In the semiconductor industry, systems for transporting wafers between process locations in a sputtering system are well known. Typically circular silicon wafers of various diameters are moved between positions at which metallic coatings are sputtered onto the wafer or at which etching occurs. This process takes place in a vacuum chamber in order to eliminate contamination of the wafer surface. The goal of all such transport systems is to move the wafer from one process location to another.
The transport system within the vacuum chamber can include shuttles to move wafers horizontally and elevators to move wafers vertically. The motion of such shuttles and elevators must be coordinated in order to deliver the wafer from shuttle to elevator or elevator to shuttle. In order to increase the efficiency and volume of output of wafer processing systems, sputtering systems are often designed to process multiple wafers at the same time. Such multiple wafer systems often require moving a shuttle past an internal station where a wafer is being processed without interferring.

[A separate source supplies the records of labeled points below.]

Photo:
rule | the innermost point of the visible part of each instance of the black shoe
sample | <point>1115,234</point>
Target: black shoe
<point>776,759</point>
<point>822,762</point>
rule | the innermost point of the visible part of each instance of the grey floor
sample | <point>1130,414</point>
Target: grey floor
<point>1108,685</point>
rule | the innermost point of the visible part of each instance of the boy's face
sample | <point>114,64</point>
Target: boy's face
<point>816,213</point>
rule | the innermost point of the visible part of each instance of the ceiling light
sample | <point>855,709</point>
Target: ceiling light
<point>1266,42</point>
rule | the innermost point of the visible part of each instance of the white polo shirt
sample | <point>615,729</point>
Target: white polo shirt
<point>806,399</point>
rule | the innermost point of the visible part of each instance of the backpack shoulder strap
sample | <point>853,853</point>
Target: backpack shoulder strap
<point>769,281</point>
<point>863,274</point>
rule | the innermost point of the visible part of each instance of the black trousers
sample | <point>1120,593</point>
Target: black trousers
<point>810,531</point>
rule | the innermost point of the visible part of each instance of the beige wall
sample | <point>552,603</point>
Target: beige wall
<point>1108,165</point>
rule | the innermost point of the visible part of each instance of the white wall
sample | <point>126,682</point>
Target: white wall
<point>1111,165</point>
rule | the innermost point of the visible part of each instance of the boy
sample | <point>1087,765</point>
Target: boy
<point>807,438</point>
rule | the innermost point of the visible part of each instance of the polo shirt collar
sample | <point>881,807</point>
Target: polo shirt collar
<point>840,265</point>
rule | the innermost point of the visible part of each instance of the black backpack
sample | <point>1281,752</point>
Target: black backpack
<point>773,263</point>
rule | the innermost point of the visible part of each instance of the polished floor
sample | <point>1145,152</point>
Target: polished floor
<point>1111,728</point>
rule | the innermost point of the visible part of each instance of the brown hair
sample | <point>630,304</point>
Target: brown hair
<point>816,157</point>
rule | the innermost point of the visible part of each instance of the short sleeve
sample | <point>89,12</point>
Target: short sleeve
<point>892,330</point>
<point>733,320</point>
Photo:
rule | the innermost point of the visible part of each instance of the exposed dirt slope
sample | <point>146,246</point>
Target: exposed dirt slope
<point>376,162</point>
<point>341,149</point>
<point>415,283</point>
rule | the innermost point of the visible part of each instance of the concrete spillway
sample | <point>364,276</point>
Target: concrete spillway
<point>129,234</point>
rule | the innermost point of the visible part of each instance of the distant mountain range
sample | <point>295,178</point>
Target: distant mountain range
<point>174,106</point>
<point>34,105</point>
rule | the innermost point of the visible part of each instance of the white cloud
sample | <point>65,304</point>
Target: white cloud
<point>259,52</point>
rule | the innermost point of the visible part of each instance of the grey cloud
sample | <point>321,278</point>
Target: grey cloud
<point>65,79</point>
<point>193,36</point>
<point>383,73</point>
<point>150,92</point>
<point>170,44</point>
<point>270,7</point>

Shuttles which pass wafers along a track in a horizontal position are often used with elevators which lift the wafer from the shuttle through a hole in the center of the shuttle. These transport systems have the disadvantage that the shuttle cannot be moved while the elevator is up. Only after the elevator has returned the wafer to the shuttle and withdrawn from the center of the shuttle can the shuttle move.
The objects of this invention then are to describe an elevator and shuttle suitable for lifting a workpiece from a shuttle while permitting the shuttle to move while the elevator is in the up position, to make such an apparatus simple, rugged and inexpensive to manufacture, and to provide firm support for the wafer at all times.